Tidal power has also attracted the attention of New Energy and Industrial Technology Development Organization (NEDO), a public research and development organisation in Japan. In a magazine published in 2017, NEDO highlighted a number of experimental technologies and tidal power solutions still in the trial stages, including a dual-bladed floating power generator, whose propellers spin in opposite directions to maintain its position, and a generator that converts the movement of air across the waves to electricity, which cuts installation costs by being built on shorelines.

Beyond these concepts, a number of deals have been put in place to bring tidal power to Japan.

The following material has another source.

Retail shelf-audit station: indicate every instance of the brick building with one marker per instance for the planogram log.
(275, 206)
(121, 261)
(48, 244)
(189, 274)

In 2018, British companies Xodus and Atlantis Resources signed a memorandum of understanding to develop a tidal facility in Japanese waters, while Simec Atlantis Energy, another British firm,was commissioned by Japanese utility company Kyuden Mirai energy for a $16m tidal demonstration project, which will generate 500kW of energy beginning in 2021.

While there is undoubted potential in Japan’s tidal power sector, delivering on these promises will be another matter. With details about construction timescales and expected production figures scarce, and many of the new developments reliant on the involvement of foreign companies, it remains to be seen how effectively Japan can deliver on these promises, and how beneficial these developments will be for the Japanese renewable sector as a whole.